Em relação às entidades integrantes do Sistema "S" - SESI, SENAC, SENAI, SENAT etc - a situação é parecida, mas não por causa do mencionado decreto. É que o TCU, que é competente para realizar o controle finalístico da aplicação dos recursos dessas entidades, já afirmou por mais de uma vez em decisões do seu Plenário algo muito parecido com o Decreto, referido, ou seja, que apesar d enão ser obrigatória a licitação, essas entidades devem seguir, no mínimo, os princípios indicados para garantir que não haverá malversação dos recursos.

A tendência é o crescimento do controle sobre esses recursos, mesmo não se tratando de entes da administração pública. Porém, sem controle, nós já sabemos como costuma ser a aplicação desses recursos.

Se eu fosse administrador de alguma instituição desse tipo - algo que em verdade eu nunca iria querer ser - tomaria esses e muitos outros cuidados na aplicação desses recursos e, quem sabe, apesar d enão ser obrigatório, até faria com que se realizassem procedimentos licitatórios, ainda que simplificados, a fim de garantir a lisura e a transparência na aplicação dos recursos, afastando qualquer sombra que pudesse macular as contratações em relação aos princípios constitucionais pertinentes.

Sucesso e bons estudos!

Obrigatoriedade de nomeação de servidores aprovados fora das vagas do edital em caso de surgimento de novas vagas

PERGUNTA: Professor, boa noite!
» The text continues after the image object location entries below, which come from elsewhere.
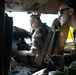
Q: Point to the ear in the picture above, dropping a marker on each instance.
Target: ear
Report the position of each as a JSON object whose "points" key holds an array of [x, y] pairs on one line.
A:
{"points": [[71, 11]]}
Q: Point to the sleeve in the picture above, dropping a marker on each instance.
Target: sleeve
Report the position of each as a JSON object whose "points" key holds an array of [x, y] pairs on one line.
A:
{"points": [[68, 59], [37, 41]]}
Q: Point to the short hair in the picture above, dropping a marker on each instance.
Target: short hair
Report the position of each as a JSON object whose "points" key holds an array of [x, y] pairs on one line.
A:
{"points": [[56, 23], [70, 3], [37, 16]]}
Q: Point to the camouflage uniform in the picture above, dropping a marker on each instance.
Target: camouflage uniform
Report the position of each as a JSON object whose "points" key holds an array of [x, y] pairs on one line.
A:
{"points": [[38, 37]]}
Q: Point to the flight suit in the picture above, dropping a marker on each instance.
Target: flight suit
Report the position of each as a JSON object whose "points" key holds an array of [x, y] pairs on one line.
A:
{"points": [[38, 38]]}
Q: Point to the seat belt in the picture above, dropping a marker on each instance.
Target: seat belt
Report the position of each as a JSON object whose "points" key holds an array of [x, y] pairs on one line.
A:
{"points": [[51, 47], [39, 60]]}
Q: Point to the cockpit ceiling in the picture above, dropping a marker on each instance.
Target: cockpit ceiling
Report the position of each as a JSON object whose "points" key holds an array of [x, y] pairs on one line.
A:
{"points": [[39, 6]]}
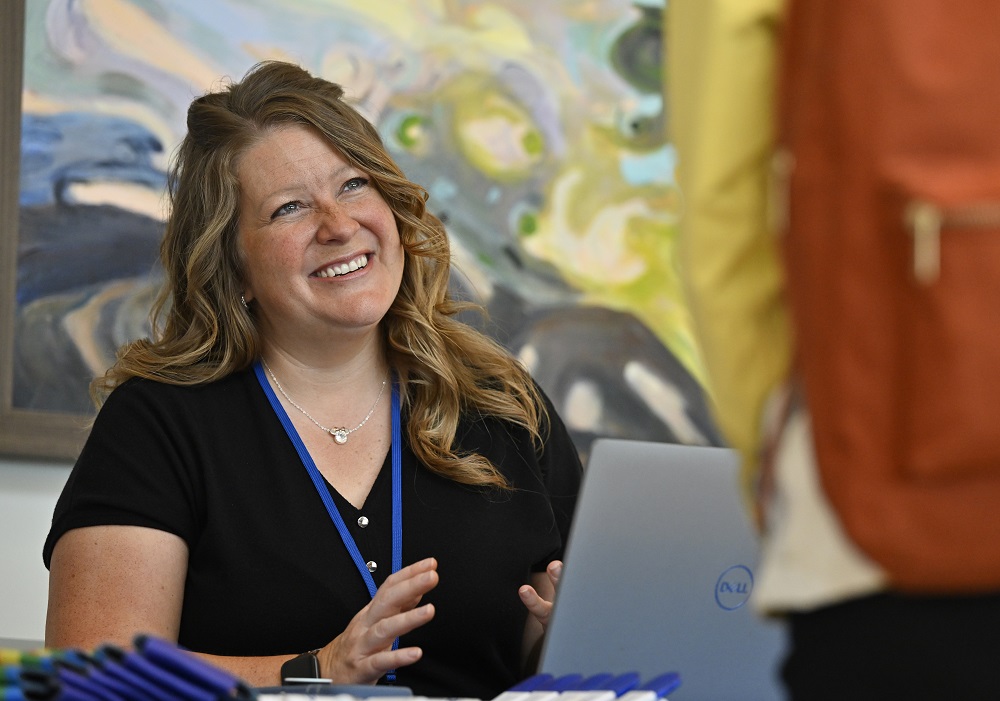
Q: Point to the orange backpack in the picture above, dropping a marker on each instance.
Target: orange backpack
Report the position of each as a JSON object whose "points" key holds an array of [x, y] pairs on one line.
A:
{"points": [[889, 124]]}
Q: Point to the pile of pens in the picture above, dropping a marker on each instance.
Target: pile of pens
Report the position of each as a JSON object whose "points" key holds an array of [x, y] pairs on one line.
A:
{"points": [[596, 687], [154, 670]]}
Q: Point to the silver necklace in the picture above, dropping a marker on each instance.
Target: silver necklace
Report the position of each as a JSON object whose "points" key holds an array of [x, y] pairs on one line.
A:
{"points": [[339, 433]]}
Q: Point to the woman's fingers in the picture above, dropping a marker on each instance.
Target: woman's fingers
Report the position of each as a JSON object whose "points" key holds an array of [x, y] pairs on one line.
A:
{"points": [[363, 652]]}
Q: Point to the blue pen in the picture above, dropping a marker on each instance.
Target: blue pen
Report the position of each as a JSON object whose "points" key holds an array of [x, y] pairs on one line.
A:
{"points": [[602, 687], [79, 684], [150, 680], [566, 682], [532, 683], [655, 688], [623, 682], [542, 687], [186, 665]]}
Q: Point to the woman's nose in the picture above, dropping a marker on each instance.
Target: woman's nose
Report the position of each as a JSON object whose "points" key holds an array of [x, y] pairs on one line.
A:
{"points": [[336, 223]]}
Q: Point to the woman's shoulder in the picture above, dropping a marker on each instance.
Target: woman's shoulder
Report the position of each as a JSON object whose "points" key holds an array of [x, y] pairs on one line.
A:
{"points": [[138, 391]]}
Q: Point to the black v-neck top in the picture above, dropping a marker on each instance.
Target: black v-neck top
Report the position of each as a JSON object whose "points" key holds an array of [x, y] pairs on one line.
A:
{"points": [[268, 572]]}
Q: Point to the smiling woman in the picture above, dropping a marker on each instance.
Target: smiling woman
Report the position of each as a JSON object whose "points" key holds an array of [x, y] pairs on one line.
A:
{"points": [[244, 487]]}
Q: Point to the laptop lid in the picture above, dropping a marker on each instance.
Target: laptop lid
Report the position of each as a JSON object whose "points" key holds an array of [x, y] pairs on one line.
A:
{"points": [[658, 570]]}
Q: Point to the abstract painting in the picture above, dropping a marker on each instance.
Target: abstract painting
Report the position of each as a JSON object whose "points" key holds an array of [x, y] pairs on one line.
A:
{"points": [[537, 126]]}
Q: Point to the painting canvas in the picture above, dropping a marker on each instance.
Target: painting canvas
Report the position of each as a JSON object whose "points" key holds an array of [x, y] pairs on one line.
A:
{"points": [[537, 126]]}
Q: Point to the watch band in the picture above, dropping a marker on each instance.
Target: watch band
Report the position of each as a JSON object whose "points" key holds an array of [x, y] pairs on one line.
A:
{"points": [[300, 669]]}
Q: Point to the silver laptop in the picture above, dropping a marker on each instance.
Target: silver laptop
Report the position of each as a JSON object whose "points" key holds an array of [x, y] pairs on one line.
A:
{"points": [[658, 571]]}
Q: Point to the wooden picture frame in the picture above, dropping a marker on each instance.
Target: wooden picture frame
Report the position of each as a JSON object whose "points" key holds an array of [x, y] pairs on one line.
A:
{"points": [[22, 432]]}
Assisti a seus vídeos sobre concurso público (agentes públicos e L. 8.112/90) e gostaria de saber como está atualmente a situação jurídica dos aprovados fora das vagas quando HÁ VAGAS PREVISTAS NA LEI NÃO PREENCHIDAS? Ou seja, por exemplo, o edital traz 500 vagas, mas, na realidade, há 700 cargos vagos no órgão. 
Se puder me esclarecer (se der para mandar uma mensagem), obrigada.
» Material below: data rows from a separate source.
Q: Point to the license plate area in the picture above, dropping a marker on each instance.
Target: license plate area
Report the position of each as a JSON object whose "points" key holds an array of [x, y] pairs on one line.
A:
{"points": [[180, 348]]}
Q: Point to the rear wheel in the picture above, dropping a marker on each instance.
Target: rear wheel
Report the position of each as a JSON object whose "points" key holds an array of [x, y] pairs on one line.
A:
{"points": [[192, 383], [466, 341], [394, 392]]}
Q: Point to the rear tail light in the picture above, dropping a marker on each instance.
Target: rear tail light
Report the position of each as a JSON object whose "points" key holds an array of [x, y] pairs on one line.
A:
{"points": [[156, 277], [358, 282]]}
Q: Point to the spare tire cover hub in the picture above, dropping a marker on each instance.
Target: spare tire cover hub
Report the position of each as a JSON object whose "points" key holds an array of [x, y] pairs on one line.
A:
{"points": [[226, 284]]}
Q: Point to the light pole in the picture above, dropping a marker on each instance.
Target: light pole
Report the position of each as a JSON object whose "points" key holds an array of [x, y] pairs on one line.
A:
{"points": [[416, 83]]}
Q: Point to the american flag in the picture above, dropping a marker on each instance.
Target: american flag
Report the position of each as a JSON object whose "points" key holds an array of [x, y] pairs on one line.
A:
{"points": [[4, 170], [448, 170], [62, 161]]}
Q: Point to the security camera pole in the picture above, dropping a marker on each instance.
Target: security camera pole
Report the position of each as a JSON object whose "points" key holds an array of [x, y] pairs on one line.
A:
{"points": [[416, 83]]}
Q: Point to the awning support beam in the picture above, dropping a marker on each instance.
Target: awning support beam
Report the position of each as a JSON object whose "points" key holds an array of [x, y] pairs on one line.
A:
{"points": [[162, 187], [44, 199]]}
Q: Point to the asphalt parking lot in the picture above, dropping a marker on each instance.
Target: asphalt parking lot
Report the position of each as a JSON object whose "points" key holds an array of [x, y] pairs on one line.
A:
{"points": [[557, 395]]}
RESPOSTA: Olá, prezada. Ao analisar o caso, o STF assim se posicionou no julgado paradigma de repercussão geral: 

"Enfatizou-se, entretanto, não ser admitida a obrigatoriedade de a Administração Pública nomear candidato aprovado fora do número de vagas previstas, simplesmente pelo surgimento de nova vaga, seja por nova lei, seja decorrente de vacância" (confira no site do STF clicando aqui).

Nesse sentido, parece que a posição jurisprudencial encontra-se, ao menos a princípio, alinhada à tese da não obrigatoriedade de nomeação para vaga não prevista no edital. Creio que isso ocorra, por exemplo, porque há casos de vagas disponíveis que não são ofertadas no edital diante da ausência de disponibiliza orçamentária. 

No entanto, note que outras razões podem ensejar o surgimento do direito à nomeação em casos específicos que podem ser analisados, como a existência de pessoal terceirizado ou contratado a título precário na prestação daquele mesmo serviço que deveria ser feito pelo servidor efetivo e aprovado em concurso. 

O tema é ótimo e certamente ainda terá relevante evolução jurisprudencial. Há carreiras com milhares de cargos vagos, por exemplo.

Abraço e sucesso! 

Princípio da adjudicação compulsória: o segundo colocado é obrigado a contratar?

PERGUNTA: Professor na aula de Licitações e Lei 8.666 de 1993 - Procedimento licitatório e julgamento das propostas: edital, habilitação, classificação, homologação e adjudicação, na parte de adjudicação fiquei com uma dúvida. Caso o Vencedor não assine o contrato a AP pode chamar o segundo colocado, a dúvida é, se o segundo colocado não quiser assinar o contrato ele sofrerá alguma punição como o primeiro colocado? Parabéns pelas aulas e dinâmica, estou aprendendo muito.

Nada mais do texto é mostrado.